А для своей самой последней, лучшей волшебной истории про "Обыкновенное чудо" нашел Евгений Шварц такие слова, наверное — главные: "Сказка рассказывается не для того, чтобы скрыть, а для того, чтобы открыть, сказать во всю силу, во весь голос то, что думаешь".
* * *Здесь можно было бы поставить точку, потому что история сказочника подходит к концу. Но это несправедливо. У Евгения Львовича Шварца есть ещё одна книга и некоторые даже считают, что она — лучшая. Спорить об этом не стоит, ясно только одно: перед нами опять небывалое, удивительное сочинение. Совершенно точно — не сказка. Дневник? На первый взгляд похоже, потому что в последние годы жизни Евгений Львович неукоснительно делал эти записи каждый день. Но дневник пишут чаще всего про то, что было сегодня, а в своих записках Шварц уходил всё глубже в минувшее время, рассказывал о десятках (если не сотнях!) знакомых ему людей, "довспоминал", наконец, до своего младенчества… Значит — мемуары?
Когда близкий друг, писатель Леонид Пантелеев впервые узнал о существовании этих записок и назвал их мемуарами, Шварц ужасно рассердился: "Только не мемуары!.. Терпеть не могу это слово: мэ-му-ары!.." Пантелеев тоже был шутник. Он отбросил из нелюбимого слова всё лишнее и огромная работа, вместе с которой Евгений Шварц завершил свою жизнь, стала называться между друзьями смешным прозвищем "ме".

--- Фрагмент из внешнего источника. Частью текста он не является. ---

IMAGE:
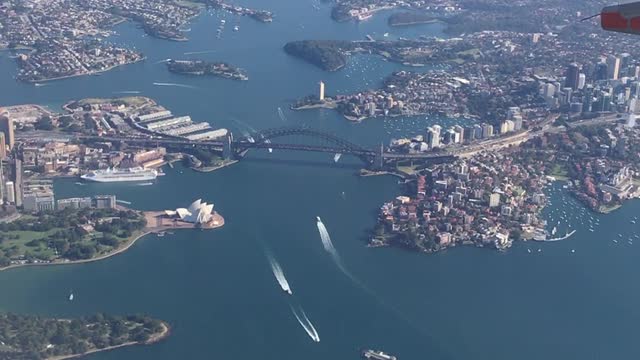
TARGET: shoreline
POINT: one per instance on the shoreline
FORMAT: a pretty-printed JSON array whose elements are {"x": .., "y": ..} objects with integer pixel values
[
  {"x": 416, "y": 22},
  {"x": 83, "y": 74},
  {"x": 117, "y": 251},
  {"x": 206, "y": 169},
  {"x": 166, "y": 331},
  {"x": 149, "y": 229}
]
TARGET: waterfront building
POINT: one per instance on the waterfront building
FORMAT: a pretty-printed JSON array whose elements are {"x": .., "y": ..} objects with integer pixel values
[
  {"x": 197, "y": 213},
  {"x": 173, "y": 122},
  {"x": 74, "y": 203},
  {"x": 6, "y": 127},
  {"x": 104, "y": 202},
  {"x": 572, "y": 76},
  {"x": 154, "y": 116},
  {"x": 210, "y": 134},
  {"x": 38, "y": 199},
  {"x": 433, "y": 136},
  {"x": 18, "y": 182},
  {"x": 3, "y": 147}
]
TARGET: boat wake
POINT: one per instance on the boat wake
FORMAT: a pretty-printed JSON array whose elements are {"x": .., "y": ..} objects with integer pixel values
[
  {"x": 279, "y": 274},
  {"x": 328, "y": 246},
  {"x": 326, "y": 239},
  {"x": 199, "y": 52},
  {"x": 306, "y": 324},
  {"x": 176, "y": 85},
  {"x": 281, "y": 114}
]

Однако, серьезнее этой книги, занимающей более семисот страниц, трудно что-нибудь представить. Раньше Шварц отважно брал любые известные сюжеты, смешивал, как хотел, персонажи, детали и даже отдельные слова чьих-то сочинений, чтобы всё это передумать, переделать, пересказать по-новому и по-своему. Теперь он сам вышел на сцену. И позволил себе быть свободным: то превращаться в нежного ребенка, то в беспощадного критика, писать вперемешку про любое время, любое событие, переживание или знакомство. Он как будто повернул свое волшебное увеличительное стекло, чтобы рассмотреть, наконец, самого себя. Он сумел это сделать. И если в принципе возможно поставить точку, рассказывая о жизни писателя, Евгений Львович Шварц тоже сделал это сам. 30 августа 1957 года он записал на одной из последних страничек "ме": "Я человек непростой…" Через четыре с половиной месяца этот человек умер.

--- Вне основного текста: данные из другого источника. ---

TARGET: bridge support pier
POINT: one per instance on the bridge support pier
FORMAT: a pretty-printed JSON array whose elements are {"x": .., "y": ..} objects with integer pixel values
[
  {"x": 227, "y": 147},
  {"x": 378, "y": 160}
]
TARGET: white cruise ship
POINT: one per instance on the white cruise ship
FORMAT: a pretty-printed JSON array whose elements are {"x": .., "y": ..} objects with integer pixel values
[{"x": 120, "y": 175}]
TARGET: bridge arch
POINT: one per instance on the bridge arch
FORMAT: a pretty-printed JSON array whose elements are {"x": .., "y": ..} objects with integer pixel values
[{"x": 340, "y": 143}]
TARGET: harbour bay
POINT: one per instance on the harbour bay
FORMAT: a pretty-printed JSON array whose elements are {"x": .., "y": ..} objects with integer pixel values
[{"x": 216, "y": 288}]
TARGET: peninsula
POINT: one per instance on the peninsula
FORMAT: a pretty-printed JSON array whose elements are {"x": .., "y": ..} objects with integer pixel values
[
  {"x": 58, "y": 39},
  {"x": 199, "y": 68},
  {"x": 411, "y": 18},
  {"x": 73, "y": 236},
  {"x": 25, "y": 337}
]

Остались только Волшебник, Рыцарь и Сказочник
Юрий Зубцов. Оксюмороны Евгения Шварца
Добродетельный соблазнитель Евгений Шварц
Евгения Шварца обожали женщины, дети и домашние животные. Лучших доказательств того, что Шварц был хорошим человеком, не придумать. И, хотя это обстоятельство еще не гарантирует счастья, хороший человек Евгений Шварц прожил очень счастливую жизнь.
Оксюморон — стилистический прием: парадокс, сочетание в одной фразе несочетаемых понятий и вещей. Самый простой пример — "живой труп". Это оксюморон.
Хороший человек, проживший счастливую жизнь, может, и не совсем оксюморон. Ну а если эта жизнь, 60 с небольшим лет, совпала большей своей частью с победой рабоче-крестьянской диктатуры и ее последствиями? А если человек — писатель, ни словом не солгавший ни в одной из своих книг? И не только не солгавший, а написавший — открыто, не в стол, а для постановки на сцене — "Тень", "Голого короля" и "Дракона"? Писатель, ни разу не пропевший осанну власти и не замаравший рук подписью ни под одним доносом. И при всем при этом бывавший на допросах у следователя лишь в качестве свидетеля, да и то по смехотворному, в сущности, делу — о разводе Бориса Житкова с повредившейся рассудком супругой…
"До чего ж мы гордимся, сволочи, что он умер в своей постели!" — написал на смерть Пастернака Александр Галич (поразительно похожий на Шварца почти всем — кроме судьбы). Шварц тоже умер в своей постели. Признанным, титулованным, безусловно, и безумно любимым всеми, кто его знал. Состоявшимся драматургом, ответственным квартиросъемщиком прекрасной квартиры в Ленинграде, бессменным арендатором голубого дачного домика в элитном Комарове и даже — это в 1958 году! — обладателем собственного автомобиля.